~ Google malbehaves ~
|
|
|
|
Malwares |
(Courtesy of fravia's advanced searching
lores)
First published @ www.searchlores.org in August 2005
(This is version 0.05: August 2005)
Google is tracking your clicks
by ritz
with additions by Netzen (and vvf)
with a further addition (by fravia+)
Google is tracking your clicks! |
While playing around with the google results page in order to create some
customizing opera user javascript, I noticed this snippet of code:
function rwt(el,ct,cd,sg){
el.href="/url?sa=t&ct="+escape(ct)+"&cd="+escape(cd)+"&url="+escape(el.href).replace(/\+/g,"%2B")+"&ei=gyoLQ96BI8fYwgGNseDZDQ"+sg;
el.onmousedown="";
return true;
}
activated in the mousedown event that fires just before clicking in the link:
<a href="http://..." onmousedown="return rwt(this,'res','4','')">
As you can see, it carries four parameters:
1. this : called "el" (for element?) the DOM-object containing the hyperlink. the expression 'this.href' contains the URL of the hyperlink and can be modified to whatever you want, just before the link is clicked.

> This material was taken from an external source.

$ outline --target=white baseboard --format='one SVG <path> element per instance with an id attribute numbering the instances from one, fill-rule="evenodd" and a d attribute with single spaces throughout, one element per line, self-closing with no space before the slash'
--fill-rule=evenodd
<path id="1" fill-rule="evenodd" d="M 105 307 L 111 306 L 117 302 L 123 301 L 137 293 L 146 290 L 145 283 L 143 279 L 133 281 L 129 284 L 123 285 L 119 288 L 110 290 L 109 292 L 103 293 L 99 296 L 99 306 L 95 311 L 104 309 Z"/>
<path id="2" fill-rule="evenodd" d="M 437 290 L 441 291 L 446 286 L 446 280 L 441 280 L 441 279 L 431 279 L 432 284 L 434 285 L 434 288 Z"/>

2. 'res' : called "ct", probably it's telling google that the link came from the search results
3. '4' : called "cd", this is the number of the search result. in this case it was the fourth 'hit' on google.
4. '' : called "sg", is also added at the end of the url, probably for transferring any other information as needed, that doesn't fall into "ct" or "cd".
and what does the function do? "rwt" obviously stands for "rewrite".
this is the line that does it all:
el.href="/url?sa=t&ct="+escape(ct)+"&cd="+escape(cd)+"&url="+escape(el.href).replace(/\+/g,"%2B")+"&ei=gyoLQ96BI8fYwgGNseDZDQ"+sg;
Let's say your URL is "http://somewhere.com" and it's the 5th result on the SERP you received.
Then this is what happens:
you see the link http://somewhere.com, you hover over it, see in your statusbar
"http://somewhere.com", so you think you will go to http://somewhere.com and you click on it, BUT THEN! the event fires and quickly ReWriTes this url to:
/url?sa=t&ct=res&cd=5&url=http://somewhere.com&ei=3427ABCDbla
("ei" is probably some kind of tracking identification code uniquely connected
to your cookie or search-query)
so your browser fires a GET request to www.google.com for this url, google
kindly saves all the (extra! and unnecessary) information your browser is
spewing, and the google.com server gives you back a 302 FOUND header:
HTTP/1.1 302 Found
Cache-Control: private
Location: http://somewhere.com
Content-Type: text/html
Server: GWS/2.1
Content-Length: 155
Date: Tue, 23 Aug 2005 16:19:24 GMT
which redirects you to the actual site you thought you were clicking
on in the first place. Of course you will never notice this little "detour"
your browser is taking, because google's servers are so darn fast, and the
information amount sent is tiny.
Now this is -in itself- nothing new, alltheweb has been doing it for ages, but
at least it doesn't try to do it secretly! you clearly see that the link you
click on doesn't go immediately to your webpage, but to some kind of ads.yahoo
server instead, where you get redirected in a similar way that google does.
i think this is sneaky and not very nice from mr google. also I wonder since
*when* have they been doing this? I'm quite sure I looked at googles' SERPs
some years ago and it wasn't there.
Well i know one thing for sure: THIS is going in my opera user script:
// ==UserScript==
// @namespace ritz.orange
// @name google distracktion
// @description removes one tracking script from google
// @include http://www.google.com/search?*
// ==/UserScript==
window.opera.defineMagicFunction('rwt',
function ( oRealFunc, oThis, el,ct,cd,sg) {
// do nothing!
return true;
}
);
Copy/paste, save to googledistrackt.js, in your Opera Userscript directory
(set that via prefs>advanced>content>javascript options>my javascript files)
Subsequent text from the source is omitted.